Thursday, July 07, 2005

Good Questions

Clarence is a Canadian educator. I read his blog regularly. Today he writes:

Knowledge is something that many students think is a compiled mass of stuff that they need to memorize and fill their heads with. It is not necessarily something they feel they need to understand, expand upon, or comprehend. To many students, it is finished.

Science Magazine has compiled a list of 100 questions that science needs to solve. 100 big questions for this century. Interesting. What else is interesting is this essay they have posted In Praise of Hard Questions.

The essay explains how hard questions, many of which seem unanswerable push us forward. They push us towards novel ways of thinking, new ways of looking at problems, and ask us to stretch what we feel we are capable of. This would be valuable reading for students (if of course I was not enjoying my second day of summer holidays :) ).

As is equally true in classrooms as in a hard science research lab:

"Unsolved mysteries provide science with motivation and direction. Gaps in the road to scientific knowledge are not potholes to be avoided, but opportunities to be exploited.

"Fundamental questions are guideposts; they stimulate people," says 2004 Nobel physics laureate David Gross. "One of the most creative qualities a research scientist can have is the ability to ask the right questions."

Science's greatest advances occur on the frontiers, at the interface between ignorance and knowledge, where the most profound questions are posed. There's no better way to assess the current condition of science than listing the questions that science cannot answer. "Science," Gross declares, "is shaped by ignorance."

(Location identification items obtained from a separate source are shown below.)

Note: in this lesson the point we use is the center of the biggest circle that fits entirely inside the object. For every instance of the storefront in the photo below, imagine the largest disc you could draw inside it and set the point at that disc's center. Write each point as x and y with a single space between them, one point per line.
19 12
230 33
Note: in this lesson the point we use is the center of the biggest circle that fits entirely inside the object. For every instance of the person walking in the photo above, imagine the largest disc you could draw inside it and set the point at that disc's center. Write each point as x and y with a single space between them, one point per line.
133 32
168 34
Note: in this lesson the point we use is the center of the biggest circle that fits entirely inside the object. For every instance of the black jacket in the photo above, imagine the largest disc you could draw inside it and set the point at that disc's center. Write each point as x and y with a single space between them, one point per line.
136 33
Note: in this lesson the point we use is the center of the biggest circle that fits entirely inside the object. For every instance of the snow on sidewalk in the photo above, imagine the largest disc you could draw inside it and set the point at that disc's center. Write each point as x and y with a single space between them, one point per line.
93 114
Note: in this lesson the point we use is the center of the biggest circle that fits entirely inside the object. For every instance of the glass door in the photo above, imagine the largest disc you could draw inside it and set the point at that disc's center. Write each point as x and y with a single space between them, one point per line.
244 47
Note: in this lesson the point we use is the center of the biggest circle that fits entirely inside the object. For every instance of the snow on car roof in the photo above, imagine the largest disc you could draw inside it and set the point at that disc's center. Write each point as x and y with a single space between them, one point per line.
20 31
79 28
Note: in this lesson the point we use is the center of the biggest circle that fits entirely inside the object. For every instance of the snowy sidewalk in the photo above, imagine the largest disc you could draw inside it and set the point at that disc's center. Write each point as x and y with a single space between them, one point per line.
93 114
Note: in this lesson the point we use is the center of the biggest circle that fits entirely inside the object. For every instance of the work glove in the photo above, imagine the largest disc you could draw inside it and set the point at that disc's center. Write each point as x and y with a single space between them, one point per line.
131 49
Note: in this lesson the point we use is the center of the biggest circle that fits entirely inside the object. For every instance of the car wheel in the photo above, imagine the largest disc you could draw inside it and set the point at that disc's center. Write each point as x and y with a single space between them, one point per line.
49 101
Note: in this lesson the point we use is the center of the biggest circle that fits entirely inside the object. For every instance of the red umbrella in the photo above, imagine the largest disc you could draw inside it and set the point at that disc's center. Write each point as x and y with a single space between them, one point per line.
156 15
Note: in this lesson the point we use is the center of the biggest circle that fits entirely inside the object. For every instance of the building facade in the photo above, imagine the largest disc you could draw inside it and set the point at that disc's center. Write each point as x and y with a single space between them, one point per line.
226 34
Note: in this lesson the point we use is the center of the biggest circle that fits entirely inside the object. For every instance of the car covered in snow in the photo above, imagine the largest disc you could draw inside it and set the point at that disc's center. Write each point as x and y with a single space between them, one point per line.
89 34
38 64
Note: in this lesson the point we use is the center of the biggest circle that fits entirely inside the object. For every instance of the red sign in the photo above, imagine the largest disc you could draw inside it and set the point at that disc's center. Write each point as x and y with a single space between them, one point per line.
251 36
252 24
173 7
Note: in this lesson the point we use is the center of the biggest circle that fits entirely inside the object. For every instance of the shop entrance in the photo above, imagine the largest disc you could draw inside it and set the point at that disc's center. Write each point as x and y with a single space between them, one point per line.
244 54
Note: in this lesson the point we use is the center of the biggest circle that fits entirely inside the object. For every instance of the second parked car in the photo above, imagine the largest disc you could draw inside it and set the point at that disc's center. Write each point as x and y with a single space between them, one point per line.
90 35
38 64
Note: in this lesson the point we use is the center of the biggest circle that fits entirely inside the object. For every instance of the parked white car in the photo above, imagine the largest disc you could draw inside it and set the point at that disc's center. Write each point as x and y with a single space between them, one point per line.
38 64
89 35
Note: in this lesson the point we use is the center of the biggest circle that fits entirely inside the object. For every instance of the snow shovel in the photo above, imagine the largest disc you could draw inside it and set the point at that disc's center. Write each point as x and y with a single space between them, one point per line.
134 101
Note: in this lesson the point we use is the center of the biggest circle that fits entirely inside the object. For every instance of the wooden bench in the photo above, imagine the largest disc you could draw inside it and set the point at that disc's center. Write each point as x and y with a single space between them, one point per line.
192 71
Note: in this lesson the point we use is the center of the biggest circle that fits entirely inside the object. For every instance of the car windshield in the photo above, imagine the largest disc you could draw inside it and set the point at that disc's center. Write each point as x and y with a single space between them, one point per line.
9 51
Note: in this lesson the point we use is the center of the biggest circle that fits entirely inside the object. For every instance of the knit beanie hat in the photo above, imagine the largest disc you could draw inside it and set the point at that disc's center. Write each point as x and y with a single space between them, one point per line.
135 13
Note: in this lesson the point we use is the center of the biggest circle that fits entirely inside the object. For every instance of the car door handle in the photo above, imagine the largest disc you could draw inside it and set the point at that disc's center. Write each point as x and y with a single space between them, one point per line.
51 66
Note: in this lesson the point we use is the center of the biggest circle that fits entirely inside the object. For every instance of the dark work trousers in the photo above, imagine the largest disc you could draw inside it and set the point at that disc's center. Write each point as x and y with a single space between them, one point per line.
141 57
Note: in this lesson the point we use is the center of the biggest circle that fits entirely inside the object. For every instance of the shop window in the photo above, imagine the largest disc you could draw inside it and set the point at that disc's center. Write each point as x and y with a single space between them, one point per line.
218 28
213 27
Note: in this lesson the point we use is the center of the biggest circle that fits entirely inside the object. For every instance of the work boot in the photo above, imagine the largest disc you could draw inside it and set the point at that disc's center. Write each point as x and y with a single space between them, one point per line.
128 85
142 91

The idea of classrooms being learning communities, where students are pushing the boundaries of their knowledge, and of knowledge in general is one we need to pursue. Classrooms as places of research, of dialogue, of knowledge creation is powerful, gives education relevance, and moves ideas to centre stage in classrooms.

It would be interesting to compile a list in a classroom with students of what they feel the gaps are in their knowledge are. Would they feel there are gaps, or does schooling knock ideas of creativity and curiousity out of them?